TruthLens is an end-to-end fake news detection system that moves beyond simple machine learning probabilities. It employs a robust **5-signal weighted scoring framework** built on journalistic standards, combining deep learning models (DistilBERT, RoBERTa), sequence models (LSTM), statistical models (Logistic Regression), and heuristic analysis to deliver explainable verdicts.

## 🌟 Key Features

*   **5-Signal Scoring Framework:**
    *   **Source Credibility (30%):** Evaluates outlet reputation, author presence, and source corroboration, including typosquatting checks.
    *   **Claim Verification (30%):** Combines AI probability with spaCy-based Named Entity Recognition (NER) and quote attribution analysis.
    *   **Linguistic Quality (20%):** Detects sensationalism, superlatives, passive voice, and uses DistilBERT to check if the headline contradicts the body.
    *   **Freshness (10%):** Contextual and date-based temporal scoring to detect outdated information.
    *   **AI Model Consensus (10%):** Ensemble voting from Logistic Regression, LSTM, DistilBERT, and RoBERTa.
*   **Adversarial Guardrails:** Hard caps and overrides for highly suspicious patterns (Triple Anonymity, Uncited Statistics, Headline Contradictions).
*   **Live Web Corroboration:** RAG (Retrieval-Augmented Generation) pipeline using live search to verify unambiguous claims.
*   **TruthLens UI:** A sleek, dark/light mode adaptable Streamlit dashboard providing detailed explainability down to the specific signals and deductions.

---

## 📁 Project Structure

```text
fake_news_detection/
├── app.py                     # Streamlit frontend (TruthLens UI)
├── run_pipeline.py            # Main script to run pipeline stages
├── requirements.txt           # Python dependencies
├── src/
│   ├── stage1_ingestion.py    # Downloads and prepares datasets
│   ├── stage2_preprocessing.py# Cleans text, tokenizes, and saves artifacts
│   ├── stage3_training.py     # Trains models (LR, LSTM, DistilBERT, RoBERTa)
│   ├── stage4_inference.py    # The 5-signal scoring engine and prediction logic
│   └── utils/
│       └── rag_retrieval.py   # Live web search corroboration functions
├── data/                      # Raw and processed datasets (created during execution)
└── models/                    # Trained models and vectorizers (created during execution)
```

---

## 🚀 Getting Started

### 1. Installation

Ensure you have Python 3.8+ installed. Install the required dependencies:

```bash
pip install -r requirements.txt
python -m spacy download en_core_web_sm
```

### 2. Running the Pipeline

The project is divided into stages. You can run the entire pipeline end-to-end, or run specific stages individually using `run_pipeline.py`.
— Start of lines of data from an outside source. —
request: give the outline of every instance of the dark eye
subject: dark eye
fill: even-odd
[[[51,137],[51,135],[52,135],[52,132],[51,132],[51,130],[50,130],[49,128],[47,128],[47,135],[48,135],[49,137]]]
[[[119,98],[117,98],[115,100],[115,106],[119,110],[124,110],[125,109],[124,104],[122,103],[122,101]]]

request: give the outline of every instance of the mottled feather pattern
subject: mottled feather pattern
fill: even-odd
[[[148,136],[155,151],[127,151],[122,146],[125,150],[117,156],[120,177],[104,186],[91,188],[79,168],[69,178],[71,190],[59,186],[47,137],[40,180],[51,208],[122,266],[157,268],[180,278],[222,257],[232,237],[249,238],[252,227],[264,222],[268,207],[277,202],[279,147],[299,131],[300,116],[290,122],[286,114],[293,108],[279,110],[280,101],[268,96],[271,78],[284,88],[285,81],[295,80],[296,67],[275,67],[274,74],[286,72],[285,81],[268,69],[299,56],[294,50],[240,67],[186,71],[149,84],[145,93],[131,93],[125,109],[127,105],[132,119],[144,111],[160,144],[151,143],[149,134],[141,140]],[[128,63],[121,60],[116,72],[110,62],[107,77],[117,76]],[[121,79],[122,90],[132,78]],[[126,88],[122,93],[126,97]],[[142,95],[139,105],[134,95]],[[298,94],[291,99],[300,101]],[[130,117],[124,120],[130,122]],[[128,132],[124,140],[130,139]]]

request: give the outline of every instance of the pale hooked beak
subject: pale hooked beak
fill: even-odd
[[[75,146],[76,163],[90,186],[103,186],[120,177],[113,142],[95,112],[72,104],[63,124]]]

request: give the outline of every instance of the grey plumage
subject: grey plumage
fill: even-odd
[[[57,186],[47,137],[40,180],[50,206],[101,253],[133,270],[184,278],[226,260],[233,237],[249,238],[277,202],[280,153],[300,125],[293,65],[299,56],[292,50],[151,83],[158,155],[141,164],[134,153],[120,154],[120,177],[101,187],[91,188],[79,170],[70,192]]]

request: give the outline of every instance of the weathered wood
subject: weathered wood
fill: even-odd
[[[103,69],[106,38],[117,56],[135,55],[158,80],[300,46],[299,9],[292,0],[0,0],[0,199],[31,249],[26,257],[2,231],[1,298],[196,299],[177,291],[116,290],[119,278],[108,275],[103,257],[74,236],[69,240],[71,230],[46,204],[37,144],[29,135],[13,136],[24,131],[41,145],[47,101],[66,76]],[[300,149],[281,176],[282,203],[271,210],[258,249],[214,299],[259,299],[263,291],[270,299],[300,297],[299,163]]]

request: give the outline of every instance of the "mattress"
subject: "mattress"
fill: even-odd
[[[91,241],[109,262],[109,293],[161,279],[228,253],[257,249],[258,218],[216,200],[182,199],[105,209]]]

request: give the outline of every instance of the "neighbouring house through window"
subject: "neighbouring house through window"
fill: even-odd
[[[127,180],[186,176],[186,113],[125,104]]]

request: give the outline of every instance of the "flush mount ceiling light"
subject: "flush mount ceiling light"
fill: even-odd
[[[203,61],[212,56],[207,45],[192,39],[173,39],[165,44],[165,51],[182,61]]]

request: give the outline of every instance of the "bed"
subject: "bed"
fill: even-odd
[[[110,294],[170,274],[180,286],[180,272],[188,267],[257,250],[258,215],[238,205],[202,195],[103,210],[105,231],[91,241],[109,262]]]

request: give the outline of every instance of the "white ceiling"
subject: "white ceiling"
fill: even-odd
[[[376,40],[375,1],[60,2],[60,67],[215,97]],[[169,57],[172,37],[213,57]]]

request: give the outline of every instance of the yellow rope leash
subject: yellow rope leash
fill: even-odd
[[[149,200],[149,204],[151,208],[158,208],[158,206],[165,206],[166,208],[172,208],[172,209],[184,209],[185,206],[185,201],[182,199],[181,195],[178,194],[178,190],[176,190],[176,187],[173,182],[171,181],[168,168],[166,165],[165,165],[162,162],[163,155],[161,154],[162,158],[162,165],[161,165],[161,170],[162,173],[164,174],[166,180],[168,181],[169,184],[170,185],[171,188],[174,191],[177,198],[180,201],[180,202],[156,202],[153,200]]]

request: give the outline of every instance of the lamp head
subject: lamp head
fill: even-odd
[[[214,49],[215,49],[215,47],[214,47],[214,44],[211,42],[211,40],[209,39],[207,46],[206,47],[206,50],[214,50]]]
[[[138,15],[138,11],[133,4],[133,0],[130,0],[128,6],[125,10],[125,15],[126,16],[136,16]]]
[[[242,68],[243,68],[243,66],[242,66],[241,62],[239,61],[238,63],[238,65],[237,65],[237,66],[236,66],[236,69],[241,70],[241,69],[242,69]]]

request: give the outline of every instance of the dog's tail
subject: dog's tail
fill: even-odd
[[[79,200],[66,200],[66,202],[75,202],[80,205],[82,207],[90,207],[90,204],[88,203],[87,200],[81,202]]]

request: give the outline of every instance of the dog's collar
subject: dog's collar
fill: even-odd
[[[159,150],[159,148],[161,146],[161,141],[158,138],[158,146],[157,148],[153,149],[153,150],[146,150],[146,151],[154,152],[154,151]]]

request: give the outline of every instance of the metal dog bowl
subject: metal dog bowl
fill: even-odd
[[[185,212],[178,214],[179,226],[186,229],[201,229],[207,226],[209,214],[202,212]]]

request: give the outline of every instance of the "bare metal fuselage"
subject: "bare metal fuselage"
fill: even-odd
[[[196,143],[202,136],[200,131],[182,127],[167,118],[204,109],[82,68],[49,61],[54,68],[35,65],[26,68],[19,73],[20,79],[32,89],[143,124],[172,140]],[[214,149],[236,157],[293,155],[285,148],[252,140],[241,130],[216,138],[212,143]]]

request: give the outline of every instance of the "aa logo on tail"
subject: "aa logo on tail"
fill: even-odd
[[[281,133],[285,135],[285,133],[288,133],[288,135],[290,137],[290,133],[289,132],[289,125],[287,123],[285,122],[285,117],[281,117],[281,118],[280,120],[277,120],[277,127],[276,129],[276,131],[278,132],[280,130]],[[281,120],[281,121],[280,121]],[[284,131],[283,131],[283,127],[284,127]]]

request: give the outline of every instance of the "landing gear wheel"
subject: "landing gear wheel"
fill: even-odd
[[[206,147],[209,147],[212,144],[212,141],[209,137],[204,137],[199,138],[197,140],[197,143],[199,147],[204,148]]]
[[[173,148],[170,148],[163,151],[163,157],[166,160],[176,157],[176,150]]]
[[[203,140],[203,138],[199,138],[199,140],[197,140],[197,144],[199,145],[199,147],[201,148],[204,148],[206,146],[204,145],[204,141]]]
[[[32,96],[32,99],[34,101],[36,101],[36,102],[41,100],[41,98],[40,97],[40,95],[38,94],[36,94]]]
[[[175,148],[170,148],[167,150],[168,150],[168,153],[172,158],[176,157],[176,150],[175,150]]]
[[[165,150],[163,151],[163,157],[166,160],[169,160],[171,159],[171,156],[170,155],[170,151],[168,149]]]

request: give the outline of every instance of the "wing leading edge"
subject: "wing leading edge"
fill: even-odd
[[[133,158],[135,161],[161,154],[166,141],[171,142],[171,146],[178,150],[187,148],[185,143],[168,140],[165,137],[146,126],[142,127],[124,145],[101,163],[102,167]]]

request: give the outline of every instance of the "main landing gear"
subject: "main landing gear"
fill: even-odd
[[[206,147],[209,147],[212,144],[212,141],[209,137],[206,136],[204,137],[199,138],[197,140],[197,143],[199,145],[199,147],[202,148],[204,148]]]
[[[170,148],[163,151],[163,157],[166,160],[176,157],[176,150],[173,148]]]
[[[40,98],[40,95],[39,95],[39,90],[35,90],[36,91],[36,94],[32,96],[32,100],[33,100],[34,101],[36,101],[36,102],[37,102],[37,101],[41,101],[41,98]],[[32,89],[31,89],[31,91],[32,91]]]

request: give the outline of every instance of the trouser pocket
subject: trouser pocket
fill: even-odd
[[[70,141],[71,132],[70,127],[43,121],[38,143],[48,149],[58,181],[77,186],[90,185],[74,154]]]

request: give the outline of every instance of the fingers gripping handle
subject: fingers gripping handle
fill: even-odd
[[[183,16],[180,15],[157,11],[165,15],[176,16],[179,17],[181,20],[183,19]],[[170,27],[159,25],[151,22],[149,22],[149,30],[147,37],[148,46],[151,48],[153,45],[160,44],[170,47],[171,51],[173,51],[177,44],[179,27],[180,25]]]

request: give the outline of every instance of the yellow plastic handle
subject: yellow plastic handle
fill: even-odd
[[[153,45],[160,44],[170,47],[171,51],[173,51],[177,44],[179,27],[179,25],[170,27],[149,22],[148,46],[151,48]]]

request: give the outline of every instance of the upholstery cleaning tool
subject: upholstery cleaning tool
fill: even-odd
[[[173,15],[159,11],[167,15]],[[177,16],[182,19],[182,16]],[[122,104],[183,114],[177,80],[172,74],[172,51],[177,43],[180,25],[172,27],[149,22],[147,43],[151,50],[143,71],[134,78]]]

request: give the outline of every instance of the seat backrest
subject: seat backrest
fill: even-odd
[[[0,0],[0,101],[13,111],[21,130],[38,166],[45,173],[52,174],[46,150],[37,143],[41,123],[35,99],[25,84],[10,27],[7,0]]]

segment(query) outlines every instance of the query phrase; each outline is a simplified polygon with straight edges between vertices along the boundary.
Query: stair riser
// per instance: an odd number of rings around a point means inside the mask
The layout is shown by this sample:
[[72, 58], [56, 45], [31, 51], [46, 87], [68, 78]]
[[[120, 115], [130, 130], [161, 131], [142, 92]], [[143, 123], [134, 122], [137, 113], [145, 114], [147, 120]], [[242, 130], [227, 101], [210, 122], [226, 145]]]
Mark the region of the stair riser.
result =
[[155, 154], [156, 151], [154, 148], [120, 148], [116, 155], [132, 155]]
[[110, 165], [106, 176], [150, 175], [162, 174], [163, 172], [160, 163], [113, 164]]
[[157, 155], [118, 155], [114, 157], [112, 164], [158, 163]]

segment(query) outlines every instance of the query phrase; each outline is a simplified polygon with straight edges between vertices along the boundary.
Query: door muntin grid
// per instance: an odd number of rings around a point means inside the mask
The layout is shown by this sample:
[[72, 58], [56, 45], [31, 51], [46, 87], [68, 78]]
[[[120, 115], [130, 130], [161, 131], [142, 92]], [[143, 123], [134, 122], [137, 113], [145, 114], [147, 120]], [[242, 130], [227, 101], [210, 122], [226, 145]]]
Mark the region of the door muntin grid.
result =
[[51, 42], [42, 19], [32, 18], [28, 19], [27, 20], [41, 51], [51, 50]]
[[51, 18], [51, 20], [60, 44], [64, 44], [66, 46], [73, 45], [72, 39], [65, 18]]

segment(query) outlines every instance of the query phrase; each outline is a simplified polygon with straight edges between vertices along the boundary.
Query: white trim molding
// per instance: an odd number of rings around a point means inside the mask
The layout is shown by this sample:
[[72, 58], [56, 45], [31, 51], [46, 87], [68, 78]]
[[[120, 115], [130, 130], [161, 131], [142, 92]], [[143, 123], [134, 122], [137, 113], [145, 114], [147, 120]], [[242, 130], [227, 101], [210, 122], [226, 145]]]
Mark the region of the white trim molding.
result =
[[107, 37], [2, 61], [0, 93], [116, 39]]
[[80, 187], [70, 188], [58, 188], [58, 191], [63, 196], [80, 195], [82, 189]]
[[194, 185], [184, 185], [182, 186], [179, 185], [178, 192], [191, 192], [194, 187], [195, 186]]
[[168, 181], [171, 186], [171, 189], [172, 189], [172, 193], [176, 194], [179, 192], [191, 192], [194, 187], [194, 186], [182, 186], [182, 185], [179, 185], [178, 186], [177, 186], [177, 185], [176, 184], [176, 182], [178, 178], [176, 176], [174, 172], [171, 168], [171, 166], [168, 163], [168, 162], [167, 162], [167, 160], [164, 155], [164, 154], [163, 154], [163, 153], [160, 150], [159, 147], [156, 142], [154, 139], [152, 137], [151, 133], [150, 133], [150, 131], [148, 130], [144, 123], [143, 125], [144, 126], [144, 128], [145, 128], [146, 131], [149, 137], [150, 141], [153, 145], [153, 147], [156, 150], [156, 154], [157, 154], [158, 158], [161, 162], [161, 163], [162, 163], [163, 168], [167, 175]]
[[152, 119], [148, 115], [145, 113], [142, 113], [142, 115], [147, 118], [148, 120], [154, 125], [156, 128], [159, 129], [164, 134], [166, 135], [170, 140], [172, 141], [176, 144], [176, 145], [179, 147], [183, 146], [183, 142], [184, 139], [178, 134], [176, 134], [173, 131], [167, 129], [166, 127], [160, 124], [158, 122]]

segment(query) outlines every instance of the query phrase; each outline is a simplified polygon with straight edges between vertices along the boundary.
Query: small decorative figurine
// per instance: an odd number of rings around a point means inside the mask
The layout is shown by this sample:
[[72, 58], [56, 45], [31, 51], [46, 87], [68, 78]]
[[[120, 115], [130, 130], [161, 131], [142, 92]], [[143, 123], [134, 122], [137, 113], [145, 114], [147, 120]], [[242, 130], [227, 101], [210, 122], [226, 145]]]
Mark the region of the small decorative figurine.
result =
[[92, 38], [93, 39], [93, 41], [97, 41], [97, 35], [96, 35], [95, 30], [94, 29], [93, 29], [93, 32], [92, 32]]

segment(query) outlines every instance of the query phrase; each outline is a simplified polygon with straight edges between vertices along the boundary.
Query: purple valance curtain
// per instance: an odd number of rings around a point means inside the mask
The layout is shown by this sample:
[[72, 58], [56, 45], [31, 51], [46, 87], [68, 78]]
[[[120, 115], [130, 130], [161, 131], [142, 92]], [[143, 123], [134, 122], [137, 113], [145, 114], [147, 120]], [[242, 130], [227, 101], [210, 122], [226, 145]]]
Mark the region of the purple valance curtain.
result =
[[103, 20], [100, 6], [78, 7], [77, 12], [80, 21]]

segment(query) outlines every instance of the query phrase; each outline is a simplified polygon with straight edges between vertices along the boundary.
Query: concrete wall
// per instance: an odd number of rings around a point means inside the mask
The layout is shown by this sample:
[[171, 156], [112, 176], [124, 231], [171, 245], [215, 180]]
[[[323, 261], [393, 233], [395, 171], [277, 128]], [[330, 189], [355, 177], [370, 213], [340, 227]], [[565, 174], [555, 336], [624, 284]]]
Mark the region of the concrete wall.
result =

**To run the complete training pipeline (Stages 1 to 3):**
*Note: This will download datasets, preprocess them, and train all models. It may take a significant amount of time depending on your hardware.*

```bash
python run_pipeline.py --stage 1 2 3
```

**To run individual stages:**

*   **Stage 1: Data Ingestion**
    Downloads and formats the necessary datasets (e.g., LIAR, ISOT).
    ```bash
    python run_pipeline.py --stage 1
    ```

*   **Stage 2: Preprocessing**
    Cleans the text, maps verdicts to binary labels, and prepares DataFrames for training.
    ```bash
    python run_pipeline.py --stage 2
    ```

*   **Stage 3: Training**
    Trains the ensemble: Logistic Regression, LSTM, DistilBERT, and RoBERTa. Saves the models to the `/models` directory.
    ```bash
    python run_pipeline.py --stage 3
    ```

*   **Stage 4: Evaluation**
    Evaluates the trained pipeline on the holdout test set using the 5-signal inference framework.
    ```bash
    python run_pipeline.py --eval
    ```

---

## 🖥️ Running the Application

Once the models are trained (or if you already have the pre-trained weights in the `/models` directory), you can launch the TruthLens UI.

```bash
python -m streamlit run app.py
```

This will start a local web server (usually at `http://localhost:8501`). 

### Using the App:
1.  **Paste text or provide a URL:** You can paste the raw text of an article (with or without a headline) or simply provide a URL for the app to parse automatically.
2.  **Select depth:** Choose Quick, Standard, or Deep analysis.
3.  **View Results:** Explore the four-tier verdict (True, Uncertain, Likely False, False), signal breakdown, adversarial flags, and live web corroboration results.